Он соскочил с лошади, бросил поводья Франку, который в эту минуту выбежал из сеней, потом начал обнимать отца, ксёндза и целовать руки у дам.

Madame д'Ив и Ганя были ещё бледны от страха и встретили Селима как человека избежавшего верной смерти, а ксёндз Людвик сказал:

— Ах, сумасшедший, сумасшедший! сколько страху ты на нас нагнал. Мы уже думали, что ты погиб.

— Как так?

— Да так, с этими воротами. Можно ли скакать так, сломя голову?

— Сломя голову? Да я ведь видел, что ворота заперты. Ого! у меня хорошие, татарские глаза.

— И ты не боялся?

Селим расхохотался.

— Нет, ни крошечки, ксёндз Людвик. Да, наконец, это заслуга моей лошади, не моя.

— Voilà un brave garçon![7] — сказала madame д'Ив.

— О, да! не всякий бы решился на это, — прибавила Ганя.

— Ты хочешь сказать, — сказал я, — что не всякая лошадь перескочит через такой забор? А людей настолько храбрых найдётся не мало.

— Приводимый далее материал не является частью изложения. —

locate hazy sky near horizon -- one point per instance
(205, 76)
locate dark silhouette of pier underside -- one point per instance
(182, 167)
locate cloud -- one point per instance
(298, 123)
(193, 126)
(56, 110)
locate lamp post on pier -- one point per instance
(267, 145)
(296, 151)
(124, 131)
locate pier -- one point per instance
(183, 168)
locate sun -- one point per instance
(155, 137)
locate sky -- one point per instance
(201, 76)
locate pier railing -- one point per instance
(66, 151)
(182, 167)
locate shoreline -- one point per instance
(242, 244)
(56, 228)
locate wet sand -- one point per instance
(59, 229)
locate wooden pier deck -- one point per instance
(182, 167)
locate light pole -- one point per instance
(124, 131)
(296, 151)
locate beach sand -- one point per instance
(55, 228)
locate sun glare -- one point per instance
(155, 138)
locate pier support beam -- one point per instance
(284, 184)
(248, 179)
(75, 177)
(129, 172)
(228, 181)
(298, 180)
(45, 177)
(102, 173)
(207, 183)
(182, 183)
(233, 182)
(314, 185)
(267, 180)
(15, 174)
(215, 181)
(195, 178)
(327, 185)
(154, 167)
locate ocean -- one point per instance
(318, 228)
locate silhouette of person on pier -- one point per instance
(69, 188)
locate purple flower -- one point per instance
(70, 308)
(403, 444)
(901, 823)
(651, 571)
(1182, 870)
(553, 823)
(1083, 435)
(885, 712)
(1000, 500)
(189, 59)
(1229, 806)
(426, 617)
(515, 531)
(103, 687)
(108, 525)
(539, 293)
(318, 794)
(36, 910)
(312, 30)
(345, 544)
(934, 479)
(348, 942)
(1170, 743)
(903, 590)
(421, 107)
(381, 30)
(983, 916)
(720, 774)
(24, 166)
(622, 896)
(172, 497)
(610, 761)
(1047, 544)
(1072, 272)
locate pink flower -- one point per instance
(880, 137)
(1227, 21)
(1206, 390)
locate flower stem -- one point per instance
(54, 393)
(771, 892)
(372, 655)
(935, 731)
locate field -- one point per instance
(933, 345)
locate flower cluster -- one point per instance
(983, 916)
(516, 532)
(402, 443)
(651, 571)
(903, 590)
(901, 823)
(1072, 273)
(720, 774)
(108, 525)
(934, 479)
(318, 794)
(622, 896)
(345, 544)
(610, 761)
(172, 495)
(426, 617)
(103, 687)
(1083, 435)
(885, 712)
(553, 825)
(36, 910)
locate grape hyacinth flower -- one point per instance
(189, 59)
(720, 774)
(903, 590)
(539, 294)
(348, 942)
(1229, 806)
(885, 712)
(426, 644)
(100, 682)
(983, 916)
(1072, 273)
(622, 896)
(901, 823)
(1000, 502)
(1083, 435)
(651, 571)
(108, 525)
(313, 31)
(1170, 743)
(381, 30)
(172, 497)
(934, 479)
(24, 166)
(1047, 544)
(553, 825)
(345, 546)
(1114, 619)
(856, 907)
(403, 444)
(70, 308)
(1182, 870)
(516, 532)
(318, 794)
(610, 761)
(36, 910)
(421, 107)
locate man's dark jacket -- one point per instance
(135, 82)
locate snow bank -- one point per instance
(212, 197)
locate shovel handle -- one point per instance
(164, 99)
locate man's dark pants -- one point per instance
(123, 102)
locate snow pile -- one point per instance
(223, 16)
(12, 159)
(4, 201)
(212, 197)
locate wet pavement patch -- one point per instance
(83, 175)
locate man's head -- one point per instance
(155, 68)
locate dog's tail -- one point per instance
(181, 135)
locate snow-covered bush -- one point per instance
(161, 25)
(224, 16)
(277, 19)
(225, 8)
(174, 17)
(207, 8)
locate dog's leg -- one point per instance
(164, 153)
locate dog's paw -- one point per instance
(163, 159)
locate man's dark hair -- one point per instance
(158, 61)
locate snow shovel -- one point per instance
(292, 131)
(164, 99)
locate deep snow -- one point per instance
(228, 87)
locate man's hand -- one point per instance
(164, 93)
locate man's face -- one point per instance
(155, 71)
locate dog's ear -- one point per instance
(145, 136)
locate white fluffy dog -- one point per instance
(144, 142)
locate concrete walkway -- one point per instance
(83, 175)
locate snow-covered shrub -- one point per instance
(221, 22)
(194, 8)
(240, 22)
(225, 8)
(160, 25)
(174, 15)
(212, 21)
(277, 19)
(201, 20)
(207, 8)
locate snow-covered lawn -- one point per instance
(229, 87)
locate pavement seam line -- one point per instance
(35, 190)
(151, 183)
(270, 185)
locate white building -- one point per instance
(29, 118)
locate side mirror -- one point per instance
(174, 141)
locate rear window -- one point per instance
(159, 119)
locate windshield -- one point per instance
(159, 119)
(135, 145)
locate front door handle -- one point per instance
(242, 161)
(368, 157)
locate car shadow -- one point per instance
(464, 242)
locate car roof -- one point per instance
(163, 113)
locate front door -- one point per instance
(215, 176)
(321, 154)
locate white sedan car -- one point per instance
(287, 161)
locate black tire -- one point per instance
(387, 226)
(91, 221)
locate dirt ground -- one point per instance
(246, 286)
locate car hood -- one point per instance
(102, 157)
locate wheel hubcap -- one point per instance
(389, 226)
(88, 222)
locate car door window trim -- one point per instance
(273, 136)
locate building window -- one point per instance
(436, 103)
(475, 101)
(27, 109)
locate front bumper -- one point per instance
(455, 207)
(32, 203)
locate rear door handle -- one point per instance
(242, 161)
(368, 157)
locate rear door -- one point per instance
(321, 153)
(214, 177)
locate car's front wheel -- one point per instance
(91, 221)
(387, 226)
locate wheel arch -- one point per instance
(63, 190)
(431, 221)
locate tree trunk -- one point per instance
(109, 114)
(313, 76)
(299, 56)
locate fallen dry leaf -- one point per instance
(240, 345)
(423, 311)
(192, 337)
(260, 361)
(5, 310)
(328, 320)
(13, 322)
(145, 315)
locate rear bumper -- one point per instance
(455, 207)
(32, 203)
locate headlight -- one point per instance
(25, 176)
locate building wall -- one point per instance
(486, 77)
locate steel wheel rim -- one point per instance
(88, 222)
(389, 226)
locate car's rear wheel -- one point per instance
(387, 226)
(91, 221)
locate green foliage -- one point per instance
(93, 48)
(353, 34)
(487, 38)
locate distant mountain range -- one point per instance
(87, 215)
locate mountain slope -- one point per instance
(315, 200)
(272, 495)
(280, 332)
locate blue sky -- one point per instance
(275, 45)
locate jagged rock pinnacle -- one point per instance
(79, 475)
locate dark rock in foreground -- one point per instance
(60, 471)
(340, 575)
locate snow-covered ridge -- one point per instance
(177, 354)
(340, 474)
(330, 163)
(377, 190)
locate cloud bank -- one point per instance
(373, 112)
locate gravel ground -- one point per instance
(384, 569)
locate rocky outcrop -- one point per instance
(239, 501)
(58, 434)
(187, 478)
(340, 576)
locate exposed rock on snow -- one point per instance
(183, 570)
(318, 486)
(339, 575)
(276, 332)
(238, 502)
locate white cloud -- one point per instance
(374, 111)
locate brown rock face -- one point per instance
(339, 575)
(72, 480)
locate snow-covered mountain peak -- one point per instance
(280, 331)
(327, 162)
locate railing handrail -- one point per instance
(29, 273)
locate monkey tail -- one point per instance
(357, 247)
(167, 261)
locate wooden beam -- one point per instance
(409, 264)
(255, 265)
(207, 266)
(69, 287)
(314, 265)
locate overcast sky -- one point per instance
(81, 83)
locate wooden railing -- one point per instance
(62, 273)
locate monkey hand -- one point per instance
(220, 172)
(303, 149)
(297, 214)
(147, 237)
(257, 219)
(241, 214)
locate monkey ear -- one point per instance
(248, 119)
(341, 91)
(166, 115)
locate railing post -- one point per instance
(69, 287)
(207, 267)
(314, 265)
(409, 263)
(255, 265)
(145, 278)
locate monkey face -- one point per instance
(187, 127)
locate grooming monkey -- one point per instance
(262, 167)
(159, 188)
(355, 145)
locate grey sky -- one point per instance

Ганя остановила на мне долгий взгляд.

— Я не советовала бы вам пробовать.

Потом она посмотрела на татарина, потому что, если даже и не считать последней отчаянной выходки Селима, которая принадлежала к числу тех рискованных подвигов, какими всегда можно женщину привести в восхищение, — на него стоило, действительно, посмотреть в эту минуту. Густые чёрные волосы его в беспорядке спускались на лоб, щёки разгорелись от быстрого движения, глаза горели весельем и радостью. Когда он теперь стоял около Гани, с любопытством заглядывая ей в лицо, более красивой пары ни один художник не мог бы представить себе. А я… я был страшно уязвлён её словами. Мне казалось, что это «я не советовала бы вам пробовать» — она произнесла с оттенком величайшей иронии. Я пытливо посмотрел на отца, который в это время гладил лошадь Селима. Я знал его родительскую гордость, знал, что он недоброжелательно относился ко всякому, кто превышал меня в каком бы то ни было отношении, а на Селима сердился за это давно. Я рассчитывал, что он не будет противиться, если я захочу показать, что и я не хуже Селима.

— Эта лошадь, действительно, хорошо скачет, папа, — сказал я.

— Да и этот дьявол хорошо сидит, — пробурчал отец. — А ты сумеешь сделать так?